Ogadinma Or, Everything Will be All Right tells the story of the naïve and trusting teenager Ogadinma as she battles against Nigeria’s societal expectations in the 1980s. After a rape and unwanted pregnancy leave her exiled from her family in Kano, thwarting her plans to go to university, she is sent to her aunt’s in Lagos and pressured into a marriage with an older man. When their whirlwind romance descends into abuse and indignity, Ogadinma is forced to channel her independence and resourcefulness to escape a fate that appears all but inevitable. Ogadinma, the UK debut by Ukamaka Olisakwe, introduces a heroine for whom it is impossible not to root, and announces the author as a gifted chronicler of the patriarchal experience.
Ogadinma is not your everyday coming of age story.
The protagonist’s story, especially in the light of recent events in Nigeria, could not be more timely or pertinent. It is a touching and too-often relatable tale for women around the world. A story that is at once truly Nigerian and undoubtedly global.
[Ogadinma is] a story that is at once truly Nigerian and undoubtedly global.

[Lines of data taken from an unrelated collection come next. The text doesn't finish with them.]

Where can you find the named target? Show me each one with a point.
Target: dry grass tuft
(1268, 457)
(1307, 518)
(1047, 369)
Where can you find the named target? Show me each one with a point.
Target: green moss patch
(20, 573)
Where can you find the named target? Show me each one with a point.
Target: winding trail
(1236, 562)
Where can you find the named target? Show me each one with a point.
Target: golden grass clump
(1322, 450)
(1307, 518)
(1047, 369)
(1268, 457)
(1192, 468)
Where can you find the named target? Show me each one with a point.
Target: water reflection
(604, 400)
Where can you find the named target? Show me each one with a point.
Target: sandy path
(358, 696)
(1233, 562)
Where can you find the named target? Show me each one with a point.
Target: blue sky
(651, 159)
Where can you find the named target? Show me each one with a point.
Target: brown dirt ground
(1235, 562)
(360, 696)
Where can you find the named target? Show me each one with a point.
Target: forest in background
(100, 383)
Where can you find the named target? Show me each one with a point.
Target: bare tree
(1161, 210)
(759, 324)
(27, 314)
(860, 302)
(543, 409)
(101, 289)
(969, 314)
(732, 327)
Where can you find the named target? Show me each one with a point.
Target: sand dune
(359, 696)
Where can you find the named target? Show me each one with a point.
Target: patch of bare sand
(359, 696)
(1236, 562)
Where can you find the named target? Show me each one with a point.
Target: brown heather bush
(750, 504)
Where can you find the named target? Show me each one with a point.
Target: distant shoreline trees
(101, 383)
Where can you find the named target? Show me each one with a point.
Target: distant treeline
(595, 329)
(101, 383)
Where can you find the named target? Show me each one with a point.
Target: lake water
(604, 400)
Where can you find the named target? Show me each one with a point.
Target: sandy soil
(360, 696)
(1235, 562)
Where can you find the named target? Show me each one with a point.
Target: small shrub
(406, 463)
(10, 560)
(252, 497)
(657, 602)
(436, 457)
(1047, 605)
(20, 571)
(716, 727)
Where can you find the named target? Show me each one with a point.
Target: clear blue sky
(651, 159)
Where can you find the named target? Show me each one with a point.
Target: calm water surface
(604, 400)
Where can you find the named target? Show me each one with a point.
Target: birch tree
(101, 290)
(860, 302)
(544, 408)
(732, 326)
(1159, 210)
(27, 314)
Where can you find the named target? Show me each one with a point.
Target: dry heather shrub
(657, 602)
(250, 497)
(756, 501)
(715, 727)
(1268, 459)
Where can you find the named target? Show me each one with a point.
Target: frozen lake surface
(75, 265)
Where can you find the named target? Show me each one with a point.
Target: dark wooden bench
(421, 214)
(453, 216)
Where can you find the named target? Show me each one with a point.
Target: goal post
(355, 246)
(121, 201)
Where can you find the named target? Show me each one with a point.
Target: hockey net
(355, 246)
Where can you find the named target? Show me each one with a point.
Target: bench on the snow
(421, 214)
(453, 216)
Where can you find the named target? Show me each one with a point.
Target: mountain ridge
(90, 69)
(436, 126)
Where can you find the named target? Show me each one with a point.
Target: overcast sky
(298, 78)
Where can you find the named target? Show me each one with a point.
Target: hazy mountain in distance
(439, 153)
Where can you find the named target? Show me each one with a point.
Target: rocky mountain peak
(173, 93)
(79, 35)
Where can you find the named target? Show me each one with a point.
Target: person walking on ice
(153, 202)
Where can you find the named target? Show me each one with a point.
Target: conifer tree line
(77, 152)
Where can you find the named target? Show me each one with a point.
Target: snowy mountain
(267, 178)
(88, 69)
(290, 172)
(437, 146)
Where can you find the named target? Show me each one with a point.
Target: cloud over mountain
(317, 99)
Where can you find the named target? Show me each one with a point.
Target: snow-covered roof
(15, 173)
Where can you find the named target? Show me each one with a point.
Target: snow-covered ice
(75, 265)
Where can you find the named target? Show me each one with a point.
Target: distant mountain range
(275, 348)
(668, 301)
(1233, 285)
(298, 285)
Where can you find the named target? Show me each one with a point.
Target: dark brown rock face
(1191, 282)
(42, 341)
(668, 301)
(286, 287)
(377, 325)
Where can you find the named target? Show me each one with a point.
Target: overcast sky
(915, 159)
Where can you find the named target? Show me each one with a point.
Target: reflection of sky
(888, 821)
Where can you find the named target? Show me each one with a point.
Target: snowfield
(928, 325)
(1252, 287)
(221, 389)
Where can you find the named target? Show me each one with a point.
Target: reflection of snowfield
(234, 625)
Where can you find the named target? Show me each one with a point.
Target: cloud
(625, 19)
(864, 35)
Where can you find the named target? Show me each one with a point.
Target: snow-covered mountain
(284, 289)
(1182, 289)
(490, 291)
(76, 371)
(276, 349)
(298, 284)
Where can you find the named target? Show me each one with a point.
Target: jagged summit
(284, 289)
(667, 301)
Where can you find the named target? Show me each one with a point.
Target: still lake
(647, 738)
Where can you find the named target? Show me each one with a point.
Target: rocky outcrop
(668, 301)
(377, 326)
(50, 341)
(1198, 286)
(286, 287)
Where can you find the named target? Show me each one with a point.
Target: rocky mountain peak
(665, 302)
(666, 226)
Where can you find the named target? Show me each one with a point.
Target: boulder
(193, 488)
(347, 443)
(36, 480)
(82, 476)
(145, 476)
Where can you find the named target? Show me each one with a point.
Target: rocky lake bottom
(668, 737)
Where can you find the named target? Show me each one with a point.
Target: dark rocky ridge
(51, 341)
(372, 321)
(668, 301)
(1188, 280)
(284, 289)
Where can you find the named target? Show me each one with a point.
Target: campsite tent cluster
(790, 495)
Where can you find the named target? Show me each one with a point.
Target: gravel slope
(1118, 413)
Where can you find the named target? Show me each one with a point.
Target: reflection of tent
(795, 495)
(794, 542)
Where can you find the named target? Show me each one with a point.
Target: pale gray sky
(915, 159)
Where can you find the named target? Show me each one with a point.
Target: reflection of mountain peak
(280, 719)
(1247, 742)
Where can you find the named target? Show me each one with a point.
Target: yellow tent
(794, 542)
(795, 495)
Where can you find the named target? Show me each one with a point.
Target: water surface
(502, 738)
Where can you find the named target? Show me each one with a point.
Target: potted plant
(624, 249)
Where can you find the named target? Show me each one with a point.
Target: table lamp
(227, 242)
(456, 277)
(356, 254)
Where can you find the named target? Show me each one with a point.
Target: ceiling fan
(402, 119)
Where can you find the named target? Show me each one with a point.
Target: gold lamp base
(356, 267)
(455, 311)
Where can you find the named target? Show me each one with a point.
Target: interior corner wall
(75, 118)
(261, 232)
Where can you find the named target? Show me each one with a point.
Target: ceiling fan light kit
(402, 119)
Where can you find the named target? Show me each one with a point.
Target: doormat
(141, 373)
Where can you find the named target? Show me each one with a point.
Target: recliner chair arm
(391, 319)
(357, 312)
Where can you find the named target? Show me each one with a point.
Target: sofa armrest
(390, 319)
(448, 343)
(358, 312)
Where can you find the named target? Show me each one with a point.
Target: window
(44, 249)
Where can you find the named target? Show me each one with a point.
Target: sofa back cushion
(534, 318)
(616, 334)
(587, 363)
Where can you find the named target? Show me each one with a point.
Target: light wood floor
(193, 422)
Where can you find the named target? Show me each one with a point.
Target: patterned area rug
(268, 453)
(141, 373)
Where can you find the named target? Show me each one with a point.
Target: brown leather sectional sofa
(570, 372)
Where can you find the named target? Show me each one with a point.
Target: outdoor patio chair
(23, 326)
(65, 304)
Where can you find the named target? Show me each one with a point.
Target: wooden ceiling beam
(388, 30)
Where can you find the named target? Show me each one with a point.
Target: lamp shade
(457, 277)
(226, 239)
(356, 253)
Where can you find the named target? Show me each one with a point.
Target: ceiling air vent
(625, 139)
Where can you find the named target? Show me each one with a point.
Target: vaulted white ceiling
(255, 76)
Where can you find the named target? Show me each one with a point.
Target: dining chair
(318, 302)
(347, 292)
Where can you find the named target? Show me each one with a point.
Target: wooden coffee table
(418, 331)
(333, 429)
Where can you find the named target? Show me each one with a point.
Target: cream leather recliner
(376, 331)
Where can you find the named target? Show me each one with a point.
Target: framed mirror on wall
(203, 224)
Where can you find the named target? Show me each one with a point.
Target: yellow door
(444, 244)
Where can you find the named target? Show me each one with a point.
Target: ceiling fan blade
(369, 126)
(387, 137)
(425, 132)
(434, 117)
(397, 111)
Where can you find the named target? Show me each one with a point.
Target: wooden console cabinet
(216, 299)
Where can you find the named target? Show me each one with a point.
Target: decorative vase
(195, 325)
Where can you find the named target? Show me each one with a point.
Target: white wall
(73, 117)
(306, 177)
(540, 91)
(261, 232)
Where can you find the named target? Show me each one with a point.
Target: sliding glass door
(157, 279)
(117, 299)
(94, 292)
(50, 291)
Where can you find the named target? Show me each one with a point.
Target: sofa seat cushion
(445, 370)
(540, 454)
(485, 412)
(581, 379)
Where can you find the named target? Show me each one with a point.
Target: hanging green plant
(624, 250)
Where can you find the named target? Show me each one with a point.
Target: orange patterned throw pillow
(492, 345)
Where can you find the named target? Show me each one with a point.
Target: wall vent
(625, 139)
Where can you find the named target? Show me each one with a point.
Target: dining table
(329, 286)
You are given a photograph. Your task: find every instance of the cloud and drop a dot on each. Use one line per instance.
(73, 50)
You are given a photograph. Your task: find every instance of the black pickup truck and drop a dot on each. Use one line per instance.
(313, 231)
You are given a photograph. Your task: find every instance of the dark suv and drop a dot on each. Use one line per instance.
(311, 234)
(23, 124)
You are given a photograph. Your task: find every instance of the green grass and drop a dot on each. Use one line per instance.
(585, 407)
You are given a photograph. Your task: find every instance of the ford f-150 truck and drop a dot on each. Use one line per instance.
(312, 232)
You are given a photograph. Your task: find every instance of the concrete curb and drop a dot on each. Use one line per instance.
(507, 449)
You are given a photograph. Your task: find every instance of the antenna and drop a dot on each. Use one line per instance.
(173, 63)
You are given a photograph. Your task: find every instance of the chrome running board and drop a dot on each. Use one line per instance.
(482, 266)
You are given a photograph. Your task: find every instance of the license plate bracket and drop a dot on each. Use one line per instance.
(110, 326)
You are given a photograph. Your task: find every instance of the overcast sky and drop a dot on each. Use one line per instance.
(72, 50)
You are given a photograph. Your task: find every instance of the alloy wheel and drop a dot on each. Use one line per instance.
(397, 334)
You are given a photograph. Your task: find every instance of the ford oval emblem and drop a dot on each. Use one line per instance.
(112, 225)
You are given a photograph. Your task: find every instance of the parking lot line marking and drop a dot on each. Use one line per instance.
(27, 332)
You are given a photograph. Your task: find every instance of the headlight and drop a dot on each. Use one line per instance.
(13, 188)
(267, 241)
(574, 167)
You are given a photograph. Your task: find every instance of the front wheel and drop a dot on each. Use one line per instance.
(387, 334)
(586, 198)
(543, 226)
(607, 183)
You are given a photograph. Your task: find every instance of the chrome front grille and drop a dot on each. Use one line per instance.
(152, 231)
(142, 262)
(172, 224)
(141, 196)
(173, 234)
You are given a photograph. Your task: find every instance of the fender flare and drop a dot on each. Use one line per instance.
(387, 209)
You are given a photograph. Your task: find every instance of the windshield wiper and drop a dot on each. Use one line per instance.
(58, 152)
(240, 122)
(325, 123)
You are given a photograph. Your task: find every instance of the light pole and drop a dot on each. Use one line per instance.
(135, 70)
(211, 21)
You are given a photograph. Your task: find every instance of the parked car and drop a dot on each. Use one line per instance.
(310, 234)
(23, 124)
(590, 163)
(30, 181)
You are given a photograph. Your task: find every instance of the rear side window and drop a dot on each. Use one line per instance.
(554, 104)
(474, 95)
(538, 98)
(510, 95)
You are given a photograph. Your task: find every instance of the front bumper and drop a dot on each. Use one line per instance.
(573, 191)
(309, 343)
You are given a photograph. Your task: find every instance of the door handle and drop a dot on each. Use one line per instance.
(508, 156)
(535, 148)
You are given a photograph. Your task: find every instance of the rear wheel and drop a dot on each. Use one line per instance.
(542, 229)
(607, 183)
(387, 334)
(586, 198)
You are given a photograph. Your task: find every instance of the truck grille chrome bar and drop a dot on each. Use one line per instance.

In countries like Nigeria, gender and race don’t necessarily intersect and impact women’s lives in the same way as in majority white countries. What does intersect and negatively impact women’s lives, however, is gender and class, and the author reminds us of that, throughout this novel. While Ogadinma suffers because of her father’s lack of status and money, her counterpart, Ifeoma, for example, is allowed to live a relatively freer life because her family background is more secure. While looking at the role of class in Nigerian society, ‘Ogadinma’ aptly charts the well-known story of gendered oppression and female awakening and resistance in a beautiful, readable, and empathetic way.
The protagonist is an irresistible heroine, who morphs from being an abused young woman into an independently thinking woman, who has had enough and decides to take matters into her own hands.
[…] this novel not only delivers a searing account of women’s lives and treatment in a patriarchal society, but also bite-sized history lessons on Nigeria.
Her story unfolds against the troubled years of military dictatorship in the 1980s Nigeria, and memories of the civil war just over a decade before. Thus, this novel not only delivers a searing account of women’s lives and treatment in a patriarchal society, but also bite-sized history lessons on Nigeria. It is quite a task for a writer to make sure the historical background doesn’t drown out the story (and vice-versa), but Ukamaka Olisakwe effortlessly manages to highlight both a troubled past and present, while telling a grippy story.
In this novel, African feminism and the ruthless exposing of the damaging impact of patriarchy on women creatively and inextricably co-exist against the examination of the historical background in which the story unfolds.
Ogadinma is an impressive coming-of-age story that offers valuable social and historical insights into a society that has been described and defined through stereotyped or distorted narratives for too long.
This is a moving and extremely pertinent book that I’d recommend to anyone to read – or, it is yet another testament that Nigerians just know how to write.